With all the talk recently about factory nibs versus Lou's nibs, versus custom nibs, I decided to check out what all i have in my pens. 

I write every day with a Classic American fountain that i bought from Woodcraft. Other than the gold finish wearing off the metal parts, i have been very pleased with this pen. I recently changed the nib out for one of Lou's nibs after practicing with the factory nib. Tonight, i decided to dig out the old factory nib just to see if it said anything on it, or just the "Dayacom Germany M" that is stamped on the nibs in my Jr. Gent, and Jr. Emp. 

TO MY SUPRISE, it did not have the same stamp. The Classic American Fountain nib says "Irridium point Germany". 

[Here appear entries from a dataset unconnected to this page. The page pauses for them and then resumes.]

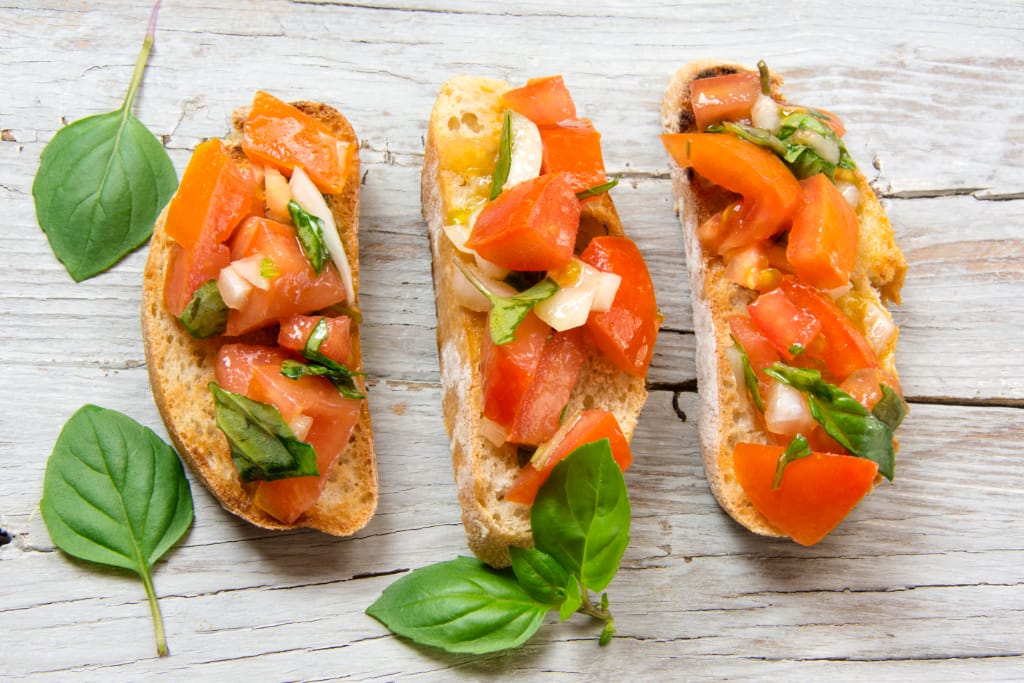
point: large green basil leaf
(100, 184)
(461, 606)
(582, 515)
(115, 494)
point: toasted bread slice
(465, 126)
(727, 417)
(180, 368)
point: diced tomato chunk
(530, 226)
(295, 290)
(727, 97)
(815, 495)
(295, 332)
(561, 360)
(771, 194)
(790, 329)
(822, 245)
(626, 333)
(574, 146)
(278, 134)
(587, 427)
(543, 100)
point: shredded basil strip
(263, 446)
(799, 447)
(206, 314)
(504, 157)
(309, 228)
(842, 417)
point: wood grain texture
(923, 582)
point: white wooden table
(925, 580)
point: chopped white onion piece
(309, 198)
(526, 151)
(786, 411)
(250, 268)
(233, 288)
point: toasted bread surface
(464, 130)
(727, 417)
(180, 367)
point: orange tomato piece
(543, 100)
(280, 135)
(587, 427)
(816, 493)
(822, 246)
(771, 194)
(574, 146)
(530, 226)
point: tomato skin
(771, 194)
(561, 359)
(278, 134)
(626, 333)
(822, 246)
(573, 146)
(530, 226)
(544, 100)
(727, 97)
(296, 330)
(588, 426)
(782, 323)
(816, 493)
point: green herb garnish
(116, 494)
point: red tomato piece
(573, 146)
(530, 226)
(841, 347)
(816, 493)
(295, 290)
(771, 194)
(727, 97)
(822, 246)
(626, 333)
(543, 100)
(783, 324)
(508, 370)
(587, 427)
(280, 135)
(561, 360)
(296, 330)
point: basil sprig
(263, 446)
(116, 494)
(842, 416)
(206, 314)
(581, 521)
(507, 312)
(309, 229)
(101, 182)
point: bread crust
(727, 417)
(469, 107)
(180, 367)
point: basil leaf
(541, 575)
(504, 157)
(842, 417)
(582, 515)
(799, 447)
(309, 229)
(263, 446)
(101, 182)
(116, 494)
(461, 606)
(206, 314)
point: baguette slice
(464, 130)
(727, 417)
(180, 367)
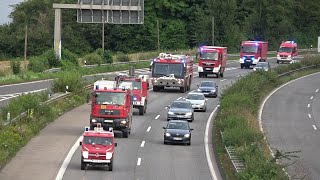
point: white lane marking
(66, 161)
(314, 127)
(139, 162)
(264, 102)
(142, 143)
(206, 144)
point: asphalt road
(291, 120)
(43, 156)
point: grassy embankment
(237, 120)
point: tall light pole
(213, 31)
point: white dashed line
(139, 162)
(314, 127)
(142, 143)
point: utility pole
(25, 46)
(212, 30)
(158, 29)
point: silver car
(180, 110)
(198, 101)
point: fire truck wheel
(141, 110)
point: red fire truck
(111, 105)
(170, 70)
(287, 52)
(212, 60)
(97, 148)
(140, 90)
(252, 52)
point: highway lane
(157, 161)
(291, 120)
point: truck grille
(109, 112)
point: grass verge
(237, 119)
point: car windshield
(262, 65)
(135, 84)
(182, 105)
(178, 125)
(110, 98)
(93, 140)
(285, 49)
(207, 84)
(164, 69)
(209, 55)
(195, 97)
(249, 49)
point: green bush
(73, 80)
(121, 57)
(92, 59)
(15, 66)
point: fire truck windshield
(249, 49)
(164, 69)
(285, 49)
(209, 55)
(95, 140)
(135, 84)
(116, 98)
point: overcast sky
(5, 10)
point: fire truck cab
(288, 50)
(140, 90)
(112, 106)
(174, 71)
(212, 60)
(97, 148)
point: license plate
(178, 139)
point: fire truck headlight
(108, 155)
(85, 154)
(123, 122)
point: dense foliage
(183, 24)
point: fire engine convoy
(252, 52)
(170, 70)
(112, 106)
(140, 89)
(287, 52)
(97, 148)
(212, 60)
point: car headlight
(123, 122)
(85, 154)
(108, 155)
(170, 113)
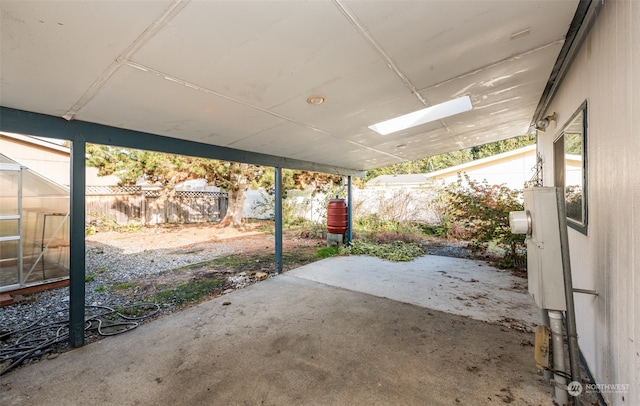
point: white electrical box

When compared side by side, the Woodcraft nib looks almost identicle to Lou's nib, except the logo naturally. They are both alot shinier than the dayacom nib, which my finishing experience tells me that they are smoother. I noticed no difference when i switched from the Woodcraft nib to Lou's nib. I have not used a "Dayacom" nib yet so i can't comment. 

I think this MIGHT be where some people are not noticing a difference. They are replacing an upgraded nib with an upgraded nib. 


Not to mention... it seemed kinda weird to get such a good nib with a $9 kit, and such a bad? nib with a $50 kit...


----------



## RussFairfield (Aug 25, 2009)

RAdams said:


> I think this MIGHT be where some people are not noticing a difference. They are replacing an upgraded nib with an upgraded nib.
> 
> Not to mention... it seemed kinda weird to get such a good nib with a $9 kit, and such a bad? nib with a $50 kit...



You have hit the problem with the kits. There is no consistency between the different packages of the same kit. Some will have a good nib, and some will have a scratchy beast that is worse than bad.

That inconsistency is not a good thing to have if you are selling pens.

The advantage of buying the steel nib from Lou is that every one will always be the same, and that is a good thing if you are selling pens.


----------



## OKLAHOMAN (Aug 25, 2009)

Ron, Russ is 100 percent right, I have found some (maybe 1 in 10) kit nibs to be OK not great but usable while aftermarket F/S nibs from Lou are always smooth writing so thats why I change all my nibs upon selling. You got lucky with your personal pen using the supplied nib but don't expect that to be the norm.


BTW your package went out today.......Roy


----------



## RAdams (Aug 26, 2009)

I recieved my package today!!! THANK YOU!!!!! 

And thanks for the heads up as well... That is kinda what i thought was going on. I will definately be changing all of my nibs.


----------